"To start, I want to go back briefly to what happened in 2001 during the Patriot Act debate. I was the only Senator to vote against the Patriot Act, but I wasn't the only one back then who worried that some parts of the Patriot Act went too far. For one thing, the three amendments I offered on the floor got between 7 and 13 votes each! But more importantly, to help convince people to support the bill, the House and Senate negotiators who hammered out the final package created a four-year "sunset" for sixteen of the provisions that expanded the government's surveillance powers. They did this over the strong objection of the Administration, which wanted to take advantage of the immediate post-9/11 atmosphere to make permanent changes to the law.
Some of the sixteen provisions set to expire at the end of this year are really not problematic, but some surveillance sections not subject to the sunset are highly contentious. Those of us in Congress who want to make changes to the Patriot Act have now focused on the most critical issues, some that sunset and some that don't, and several of which were the very issues I was raising on the Senate floor back in 2001.
Often proponents of the Patriot Act respond to critics by pointing to non-controversial provisions that I support, like those that helped to facilitate information sharing between law enforcement and intelligence agents as proof of why the Patriot Act is so valuable. I agree that the Patriot Act contains important provisions, and no one is arguing that they should be allowed to expire or even that they should be subject to a new sunset provision.

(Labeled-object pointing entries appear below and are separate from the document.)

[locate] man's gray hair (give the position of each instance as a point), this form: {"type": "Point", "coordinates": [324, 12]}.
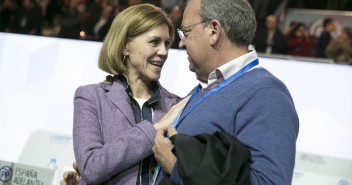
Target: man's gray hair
{"type": "Point", "coordinates": [235, 16]}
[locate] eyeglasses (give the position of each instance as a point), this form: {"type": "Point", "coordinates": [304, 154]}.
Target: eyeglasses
{"type": "Point", "coordinates": [181, 32]}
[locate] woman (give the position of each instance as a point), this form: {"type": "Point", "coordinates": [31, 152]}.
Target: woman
{"type": "Point", "coordinates": [113, 128]}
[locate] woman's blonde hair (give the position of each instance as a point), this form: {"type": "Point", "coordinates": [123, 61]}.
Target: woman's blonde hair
{"type": "Point", "coordinates": [129, 23]}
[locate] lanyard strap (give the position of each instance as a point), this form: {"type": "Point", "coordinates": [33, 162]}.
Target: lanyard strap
{"type": "Point", "coordinates": [213, 90]}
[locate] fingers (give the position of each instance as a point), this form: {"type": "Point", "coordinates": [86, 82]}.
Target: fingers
{"type": "Point", "coordinates": [68, 178]}
{"type": "Point", "coordinates": [171, 131]}
{"type": "Point", "coordinates": [75, 167]}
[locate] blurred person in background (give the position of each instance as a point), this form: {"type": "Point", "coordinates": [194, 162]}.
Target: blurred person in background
{"type": "Point", "coordinates": [340, 49]}
{"type": "Point", "coordinates": [299, 42]}
{"type": "Point", "coordinates": [8, 10]}
{"type": "Point", "coordinates": [270, 40]}
{"type": "Point", "coordinates": [28, 19]}
{"type": "Point", "coordinates": [325, 37]}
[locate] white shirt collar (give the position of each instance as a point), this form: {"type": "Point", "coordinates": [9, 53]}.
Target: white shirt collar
{"type": "Point", "coordinates": [225, 71]}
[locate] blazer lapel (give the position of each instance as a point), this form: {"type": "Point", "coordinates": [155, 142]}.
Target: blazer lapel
{"type": "Point", "coordinates": [117, 95]}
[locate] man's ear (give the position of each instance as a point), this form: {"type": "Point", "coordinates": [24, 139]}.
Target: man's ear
{"type": "Point", "coordinates": [215, 28]}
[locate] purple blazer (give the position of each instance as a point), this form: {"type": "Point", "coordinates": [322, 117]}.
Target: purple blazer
{"type": "Point", "coordinates": [108, 144]}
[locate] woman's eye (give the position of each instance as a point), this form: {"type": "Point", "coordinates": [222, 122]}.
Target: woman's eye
{"type": "Point", "coordinates": [167, 44]}
{"type": "Point", "coordinates": [155, 42]}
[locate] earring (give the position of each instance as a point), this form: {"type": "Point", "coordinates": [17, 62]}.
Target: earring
{"type": "Point", "coordinates": [124, 58]}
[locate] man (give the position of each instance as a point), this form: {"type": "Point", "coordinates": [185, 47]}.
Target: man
{"type": "Point", "coordinates": [236, 96]}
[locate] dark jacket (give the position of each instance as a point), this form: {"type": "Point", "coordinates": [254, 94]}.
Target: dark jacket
{"type": "Point", "coordinates": [209, 159]}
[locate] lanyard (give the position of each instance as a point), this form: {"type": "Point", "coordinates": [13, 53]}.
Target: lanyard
{"type": "Point", "coordinates": [221, 85]}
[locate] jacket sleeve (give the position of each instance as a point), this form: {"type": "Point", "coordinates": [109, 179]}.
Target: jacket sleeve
{"type": "Point", "coordinates": [97, 159]}
{"type": "Point", "coordinates": [209, 159]}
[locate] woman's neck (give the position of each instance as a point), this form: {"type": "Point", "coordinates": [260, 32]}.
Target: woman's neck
{"type": "Point", "coordinates": [139, 88]}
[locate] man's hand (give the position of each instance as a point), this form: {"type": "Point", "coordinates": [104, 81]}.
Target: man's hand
{"type": "Point", "coordinates": [71, 177]}
{"type": "Point", "coordinates": [171, 116]}
{"type": "Point", "coordinates": [162, 150]}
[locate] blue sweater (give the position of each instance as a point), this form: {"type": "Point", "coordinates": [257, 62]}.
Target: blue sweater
{"type": "Point", "coordinates": [257, 109]}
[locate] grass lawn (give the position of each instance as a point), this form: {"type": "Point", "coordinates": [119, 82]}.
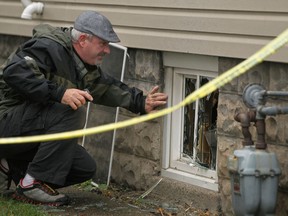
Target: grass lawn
{"type": "Point", "coordinates": [12, 208]}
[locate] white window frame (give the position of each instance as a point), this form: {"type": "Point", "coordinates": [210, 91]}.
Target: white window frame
{"type": "Point", "coordinates": [174, 165]}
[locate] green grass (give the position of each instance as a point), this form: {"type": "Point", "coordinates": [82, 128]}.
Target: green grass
{"type": "Point", "coordinates": [13, 208]}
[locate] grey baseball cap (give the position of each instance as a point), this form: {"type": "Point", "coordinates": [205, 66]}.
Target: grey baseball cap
{"type": "Point", "coordinates": [92, 22]}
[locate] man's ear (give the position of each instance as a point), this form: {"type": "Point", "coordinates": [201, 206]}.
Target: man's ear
{"type": "Point", "coordinates": [82, 40]}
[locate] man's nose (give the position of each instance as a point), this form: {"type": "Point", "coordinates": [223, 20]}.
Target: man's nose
{"type": "Point", "coordinates": [107, 49]}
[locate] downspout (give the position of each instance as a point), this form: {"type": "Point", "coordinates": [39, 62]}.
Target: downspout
{"type": "Point", "coordinates": [31, 8]}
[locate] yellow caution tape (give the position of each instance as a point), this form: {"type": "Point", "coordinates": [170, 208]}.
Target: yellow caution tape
{"type": "Point", "coordinates": [208, 88]}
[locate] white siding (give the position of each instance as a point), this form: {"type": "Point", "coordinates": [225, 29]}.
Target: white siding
{"type": "Point", "coordinates": [217, 28]}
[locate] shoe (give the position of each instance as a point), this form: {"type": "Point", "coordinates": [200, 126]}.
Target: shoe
{"type": "Point", "coordinates": [5, 180]}
{"type": "Point", "coordinates": [39, 193]}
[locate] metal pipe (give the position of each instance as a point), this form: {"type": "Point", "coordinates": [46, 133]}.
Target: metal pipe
{"type": "Point", "coordinates": [260, 127]}
{"type": "Point", "coordinates": [272, 110]}
{"type": "Point", "coordinates": [245, 119]}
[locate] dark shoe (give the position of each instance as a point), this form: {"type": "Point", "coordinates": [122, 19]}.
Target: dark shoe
{"type": "Point", "coordinates": [39, 193]}
{"type": "Point", "coordinates": [5, 180]}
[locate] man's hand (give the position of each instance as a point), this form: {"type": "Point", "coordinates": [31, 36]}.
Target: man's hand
{"type": "Point", "coordinates": [155, 99]}
{"type": "Point", "coordinates": [75, 98]}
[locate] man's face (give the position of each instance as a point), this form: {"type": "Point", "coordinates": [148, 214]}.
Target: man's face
{"type": "Point", "coordinates": [94, 49]}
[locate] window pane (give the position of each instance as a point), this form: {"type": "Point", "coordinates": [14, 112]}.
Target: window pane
{"type": "Point", "coordinates": [199, 130]}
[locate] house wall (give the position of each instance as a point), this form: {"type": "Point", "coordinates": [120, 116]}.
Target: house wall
{"type": "Point", "coordinates": [217, 28]}
{"type": "Point", "coordinates": [232, 30]}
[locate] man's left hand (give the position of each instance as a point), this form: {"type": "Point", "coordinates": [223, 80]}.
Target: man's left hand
{"type": "Point", "coordinates": [155, 99]}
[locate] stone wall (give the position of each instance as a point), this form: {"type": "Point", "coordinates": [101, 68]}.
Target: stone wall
{"type": "Point", "coordinates": [137, 150]}
{"type": "Point", "coordinates": [273, 76]}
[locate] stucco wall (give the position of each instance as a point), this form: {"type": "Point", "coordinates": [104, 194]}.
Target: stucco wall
{"type": "Point", "coordinates": [272, 76]}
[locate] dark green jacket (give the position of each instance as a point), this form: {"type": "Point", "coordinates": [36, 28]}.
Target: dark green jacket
{"type": "Point", "coordinates": [45, 66]}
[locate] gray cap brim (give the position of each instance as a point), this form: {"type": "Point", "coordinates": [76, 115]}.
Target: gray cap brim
{"type": "Point", "coordinates": [92, 22]}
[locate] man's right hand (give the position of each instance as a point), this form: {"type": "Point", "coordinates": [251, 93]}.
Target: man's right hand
{"type": "Point", "coordinates": [76, 98]}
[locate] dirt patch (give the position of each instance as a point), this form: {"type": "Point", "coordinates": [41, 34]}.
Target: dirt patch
{"type": "Point", "coordinates": [169, 197]}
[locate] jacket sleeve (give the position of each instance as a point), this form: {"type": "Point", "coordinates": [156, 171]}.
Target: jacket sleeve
{"type": "Point", "coordinates": [26, 73]}
{"type": "Point", "coordinates": [109, 91]}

Just this past summer, we worked hard in the Senate Judiciary Committee to hammer out a bipartisan bill to reauthorize the expiring provisions of the Patriot Act, while including new protections against government overreaching. We passed that bill unanimously in the Committee, and the full Senate adopted it without debate. That was an extraordinary result, and it gave me real hope that we had turned a corner on this issue and that people of good will could put aside political posturing and go about the serious business of protecting our national security and our constitutional freedoms at the same time. But we have to remember that the Senate bill was itself a compromise. It is not the bill that I and the other bipartisan sponsors of the SAFE Act would have written. But we accepted it because we felt it addressed some of our major concerns in a reasonable way.

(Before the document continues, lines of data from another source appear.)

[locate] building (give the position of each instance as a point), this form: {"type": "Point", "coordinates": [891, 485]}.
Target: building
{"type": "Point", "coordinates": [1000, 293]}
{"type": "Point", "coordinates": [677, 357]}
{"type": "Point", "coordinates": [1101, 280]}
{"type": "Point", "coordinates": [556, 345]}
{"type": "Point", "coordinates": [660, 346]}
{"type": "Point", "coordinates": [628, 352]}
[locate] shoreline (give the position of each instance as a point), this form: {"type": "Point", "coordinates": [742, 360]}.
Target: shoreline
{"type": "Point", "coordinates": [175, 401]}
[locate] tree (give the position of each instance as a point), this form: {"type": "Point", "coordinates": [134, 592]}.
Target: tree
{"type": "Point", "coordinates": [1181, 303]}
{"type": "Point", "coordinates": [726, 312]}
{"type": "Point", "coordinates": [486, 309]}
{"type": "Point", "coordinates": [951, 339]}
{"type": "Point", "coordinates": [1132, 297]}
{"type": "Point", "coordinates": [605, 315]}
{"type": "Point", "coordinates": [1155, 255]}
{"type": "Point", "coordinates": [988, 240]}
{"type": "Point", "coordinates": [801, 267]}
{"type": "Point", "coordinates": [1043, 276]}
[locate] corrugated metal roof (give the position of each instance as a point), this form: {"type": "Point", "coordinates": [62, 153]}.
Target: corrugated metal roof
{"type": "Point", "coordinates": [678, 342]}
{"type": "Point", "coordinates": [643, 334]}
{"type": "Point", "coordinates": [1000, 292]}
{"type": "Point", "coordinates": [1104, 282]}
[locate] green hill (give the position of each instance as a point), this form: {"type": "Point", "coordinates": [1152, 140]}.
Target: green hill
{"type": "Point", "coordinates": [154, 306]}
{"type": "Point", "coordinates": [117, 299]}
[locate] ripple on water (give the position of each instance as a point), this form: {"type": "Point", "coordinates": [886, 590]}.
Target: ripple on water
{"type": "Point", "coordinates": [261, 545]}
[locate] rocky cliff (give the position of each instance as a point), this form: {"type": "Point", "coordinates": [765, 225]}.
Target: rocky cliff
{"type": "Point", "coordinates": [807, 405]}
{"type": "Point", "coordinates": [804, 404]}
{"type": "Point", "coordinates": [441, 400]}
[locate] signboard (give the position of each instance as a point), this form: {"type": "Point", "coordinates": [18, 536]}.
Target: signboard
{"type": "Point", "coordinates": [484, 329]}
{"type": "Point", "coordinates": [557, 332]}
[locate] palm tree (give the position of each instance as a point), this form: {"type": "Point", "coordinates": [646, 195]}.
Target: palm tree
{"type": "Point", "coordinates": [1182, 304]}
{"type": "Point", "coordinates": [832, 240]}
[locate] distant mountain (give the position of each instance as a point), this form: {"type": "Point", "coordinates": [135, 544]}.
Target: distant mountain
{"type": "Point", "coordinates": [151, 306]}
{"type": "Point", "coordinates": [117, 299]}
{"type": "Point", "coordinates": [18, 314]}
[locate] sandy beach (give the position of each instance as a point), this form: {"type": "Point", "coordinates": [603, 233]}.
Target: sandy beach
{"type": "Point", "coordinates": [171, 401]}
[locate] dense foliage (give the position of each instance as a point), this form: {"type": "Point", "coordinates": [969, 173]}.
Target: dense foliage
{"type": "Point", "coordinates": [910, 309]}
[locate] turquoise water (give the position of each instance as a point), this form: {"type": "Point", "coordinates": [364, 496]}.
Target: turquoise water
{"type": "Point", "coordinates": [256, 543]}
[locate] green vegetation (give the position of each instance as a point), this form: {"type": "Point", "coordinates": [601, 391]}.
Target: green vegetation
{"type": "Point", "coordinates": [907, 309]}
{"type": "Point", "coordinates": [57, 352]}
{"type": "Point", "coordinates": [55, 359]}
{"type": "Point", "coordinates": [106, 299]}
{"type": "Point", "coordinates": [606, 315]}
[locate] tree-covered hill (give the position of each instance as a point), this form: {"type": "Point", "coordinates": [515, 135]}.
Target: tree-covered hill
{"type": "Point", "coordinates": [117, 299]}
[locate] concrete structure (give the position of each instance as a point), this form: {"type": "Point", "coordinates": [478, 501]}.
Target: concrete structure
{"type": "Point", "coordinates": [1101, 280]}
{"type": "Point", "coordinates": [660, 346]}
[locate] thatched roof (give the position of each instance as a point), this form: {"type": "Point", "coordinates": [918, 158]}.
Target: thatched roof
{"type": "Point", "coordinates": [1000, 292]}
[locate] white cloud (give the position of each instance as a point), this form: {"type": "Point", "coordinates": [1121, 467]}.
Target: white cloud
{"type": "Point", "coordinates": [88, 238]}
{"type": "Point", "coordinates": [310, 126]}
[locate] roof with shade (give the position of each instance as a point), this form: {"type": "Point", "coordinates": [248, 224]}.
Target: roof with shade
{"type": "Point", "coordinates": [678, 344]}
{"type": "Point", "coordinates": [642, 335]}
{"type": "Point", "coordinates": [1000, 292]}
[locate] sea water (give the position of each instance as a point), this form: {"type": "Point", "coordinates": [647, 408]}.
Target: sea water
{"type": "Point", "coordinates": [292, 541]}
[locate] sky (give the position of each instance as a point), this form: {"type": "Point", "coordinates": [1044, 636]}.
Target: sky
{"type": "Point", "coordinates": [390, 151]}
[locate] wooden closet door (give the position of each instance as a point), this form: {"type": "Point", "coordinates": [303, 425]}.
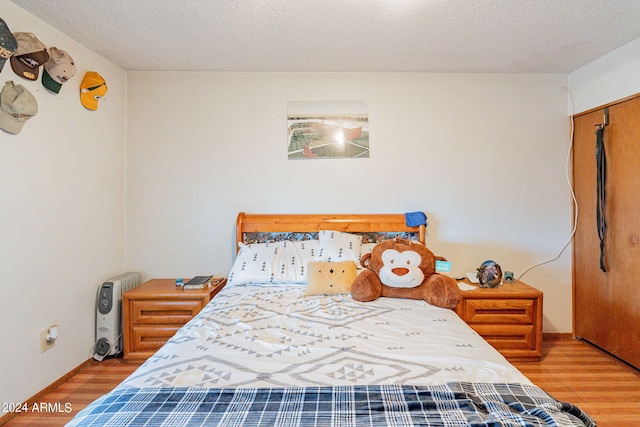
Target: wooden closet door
{"type": "Point", "coordinates": [607, 305]}
{"type": "Point", "coordinates": [624, 232]}
{"type": "Point", "coordinates": [593, 316]}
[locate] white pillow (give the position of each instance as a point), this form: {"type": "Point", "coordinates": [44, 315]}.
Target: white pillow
{"type": "Point", "coordinates": [256, 263]}
{"type": "Point", "coordinates": [366, 248]}
{"type": "Point", "coordinates": [336, 246]}
{"type": "Point", "coordinates": [282, 262]}
{"type": "Point", "coordinates": [303, 252]}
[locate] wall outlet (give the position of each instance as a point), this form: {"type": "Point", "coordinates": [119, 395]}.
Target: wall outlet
{"type": "Point", "coordinates": [44, 344]}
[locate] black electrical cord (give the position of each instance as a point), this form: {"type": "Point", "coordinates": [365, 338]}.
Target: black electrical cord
{"type": "Point", "coordinates": [601, 165]}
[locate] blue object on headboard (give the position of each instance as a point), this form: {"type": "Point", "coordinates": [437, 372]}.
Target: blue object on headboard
{"type": "Point", "coordinates": [415, 219]}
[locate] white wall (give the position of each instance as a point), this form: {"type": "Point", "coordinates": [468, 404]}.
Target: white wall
{"type": "Point", "coordinates": [607, 79]}
{"type": "Point", "coordinates": [483, 155]}
{"type": "Point", "coordinates": [61, 217]}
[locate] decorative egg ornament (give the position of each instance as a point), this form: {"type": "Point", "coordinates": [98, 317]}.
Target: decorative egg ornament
{"type": "Point", "coordinates": [489, 274]}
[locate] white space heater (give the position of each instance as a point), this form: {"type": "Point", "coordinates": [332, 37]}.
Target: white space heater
{"type": "Point", "coordinates": [109, 314]}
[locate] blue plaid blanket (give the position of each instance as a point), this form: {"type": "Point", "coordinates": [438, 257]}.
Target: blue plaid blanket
{"type": "Point", "coordinates": [454, 404]}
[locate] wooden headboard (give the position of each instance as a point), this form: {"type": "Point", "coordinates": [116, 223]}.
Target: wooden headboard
{"type": "Point", "coordinates": [352, 223]}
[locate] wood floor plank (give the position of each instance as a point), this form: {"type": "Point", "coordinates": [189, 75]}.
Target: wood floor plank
{"type": "Point", "coordinates": [571, 370]}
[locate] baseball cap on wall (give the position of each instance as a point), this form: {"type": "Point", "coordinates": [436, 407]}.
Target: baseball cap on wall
{"type": "Point", "coordinates": [57, 70]}
{"type": "Point", "coordinates": [8, 43]}
{"type": "Point", "coordinates": [29, 56]}
{"type": "Point", "coordinates": [17, 105]}
{"type": "Point", "coordinates": [92, 88]}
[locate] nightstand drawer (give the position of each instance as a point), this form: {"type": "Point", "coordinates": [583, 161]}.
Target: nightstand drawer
{"type": "Point", "coordinates": [503, 311]}
{"type": "Point", "coordinates": [163, 312]}
{"type": "Point", "coordinates": [151, 339]}
{"type": "Point", "coordinates": [510, 337]}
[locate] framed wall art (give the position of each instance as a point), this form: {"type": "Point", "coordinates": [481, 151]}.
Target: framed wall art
{"type": "Point", "coordinates": [327, 129]}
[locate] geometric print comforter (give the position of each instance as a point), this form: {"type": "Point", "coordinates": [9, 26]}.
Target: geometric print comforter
{"type": "Point", "coordinates": [272, 335]}
{"type": "Point", "coordinates": [268, 355]}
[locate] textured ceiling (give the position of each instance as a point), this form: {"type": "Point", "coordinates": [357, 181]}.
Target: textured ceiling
{"type": "Point", "coordinates": [537, 36]}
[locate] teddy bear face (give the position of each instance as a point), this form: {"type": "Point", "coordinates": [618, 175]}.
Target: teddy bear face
{"type": "Point", "coordinates": [402, 264]}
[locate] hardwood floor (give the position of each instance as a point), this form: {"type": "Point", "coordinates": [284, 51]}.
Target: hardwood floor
{"type": "Point", "coordinates": [571, 370]}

Unfortunately, the House passed a very different bill and the Patriot Act conference report that was announced last week after the House and Senate conferees met doesn't do enough to protect the rights and liberties we all hold dear. None of the Democratic conferees signed the report. They deserve great credit for that. In addition, I'm very proud to be working closely with five of my colleagues, three Republicans and two other Democrats, to stop a conference report that doesn't make the changes to the Patriot Act that we believe are critical and justified.

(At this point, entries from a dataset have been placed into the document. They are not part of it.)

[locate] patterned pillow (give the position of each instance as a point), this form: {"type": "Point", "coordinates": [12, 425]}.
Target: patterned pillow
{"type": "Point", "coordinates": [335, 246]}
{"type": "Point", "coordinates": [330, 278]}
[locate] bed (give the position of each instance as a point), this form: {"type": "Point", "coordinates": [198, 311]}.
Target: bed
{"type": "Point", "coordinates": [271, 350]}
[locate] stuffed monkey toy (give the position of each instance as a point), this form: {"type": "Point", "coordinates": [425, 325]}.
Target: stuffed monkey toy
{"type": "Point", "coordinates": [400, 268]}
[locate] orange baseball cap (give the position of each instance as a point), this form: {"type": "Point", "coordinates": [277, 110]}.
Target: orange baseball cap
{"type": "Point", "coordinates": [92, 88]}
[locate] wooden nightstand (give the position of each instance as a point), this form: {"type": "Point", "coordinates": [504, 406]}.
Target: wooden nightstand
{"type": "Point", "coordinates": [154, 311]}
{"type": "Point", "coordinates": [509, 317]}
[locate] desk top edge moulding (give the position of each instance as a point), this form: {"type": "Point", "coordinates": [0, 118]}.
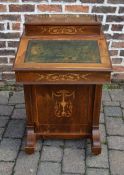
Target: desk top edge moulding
{"type": "Point", "coordinates": [62, 59]}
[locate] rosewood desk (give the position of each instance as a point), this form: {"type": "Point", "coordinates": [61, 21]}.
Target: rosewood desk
{"type": "Point", "coordinates": [63, 61]}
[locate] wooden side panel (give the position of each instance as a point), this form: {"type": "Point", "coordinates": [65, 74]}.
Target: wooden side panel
{"type": "Point", "coordinates": [64, 109]}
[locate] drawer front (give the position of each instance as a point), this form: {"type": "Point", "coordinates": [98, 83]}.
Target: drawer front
{"type": "Point", "coordinates": [30, 77]}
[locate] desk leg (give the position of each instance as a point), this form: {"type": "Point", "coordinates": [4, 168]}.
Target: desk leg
{"type": "Point", "coordinates": [96, 145]}
{"type": "Point", "coordinates": [31, 140]}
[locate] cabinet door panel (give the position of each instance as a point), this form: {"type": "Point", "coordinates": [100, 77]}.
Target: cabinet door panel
{"type": "Point", "coordinates": [59, 106]}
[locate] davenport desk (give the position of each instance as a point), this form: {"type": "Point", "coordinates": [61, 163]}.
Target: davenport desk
{"type": "Point", "coordinates": [62, 62]}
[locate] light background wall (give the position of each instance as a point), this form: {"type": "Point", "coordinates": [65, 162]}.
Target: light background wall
{"type": "Point", "coordinates": [14, 12]}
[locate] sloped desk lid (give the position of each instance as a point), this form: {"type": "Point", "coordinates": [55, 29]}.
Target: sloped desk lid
{"type": "Point", "coordinates": [63, 53]}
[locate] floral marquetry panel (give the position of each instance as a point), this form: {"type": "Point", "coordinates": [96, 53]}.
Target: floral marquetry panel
{"type": "Point", "coordinates": [56, 51]}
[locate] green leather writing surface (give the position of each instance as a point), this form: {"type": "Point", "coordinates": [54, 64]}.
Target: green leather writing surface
{"type": "Point", "coordinates": [62, 51]}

I will do everything I can to prevent this bad conference report from going forward. But no one is trying to force the Patriot Act to expire. The President could sign Patriot Act reauthorization legislation into law tomorrow if the House would just take up and pass the compromise Senate bill that was approved unanimously in the Senate earlier this year - a bill that includes important and reasonable privacy protections. This isn't about stopping Patriot Act reauthorization, it's about getting it right this time around.
So, what happens next? The way things stand right now, it looks like the House will take a vote on the conference report on Tuesday or Wednesday of this week, and then it will come over to the Senate. That's when things could get very interesting.
Sorry for the long initial post, but I wanted to make sure that that everyone has the background and context to follow the show this week. Of course, if I'm busy on the floor, I may not be able to post here as often as I would like, but I will follow your comments and try to keep you up to date on the latest developments.
I'm looking forward to hearing from everyone on this and other issues this week."-Sen. Russ Feingold on TPMCafe.
U.S. Senators, as you may know, tend to be long-winded. Some of things I learned from this post: It is hard to get your hands on a copy of the legislation being proposed. It appears that there are some "secret laws" on the books. Feingold never tells us what the objectionable provisions are.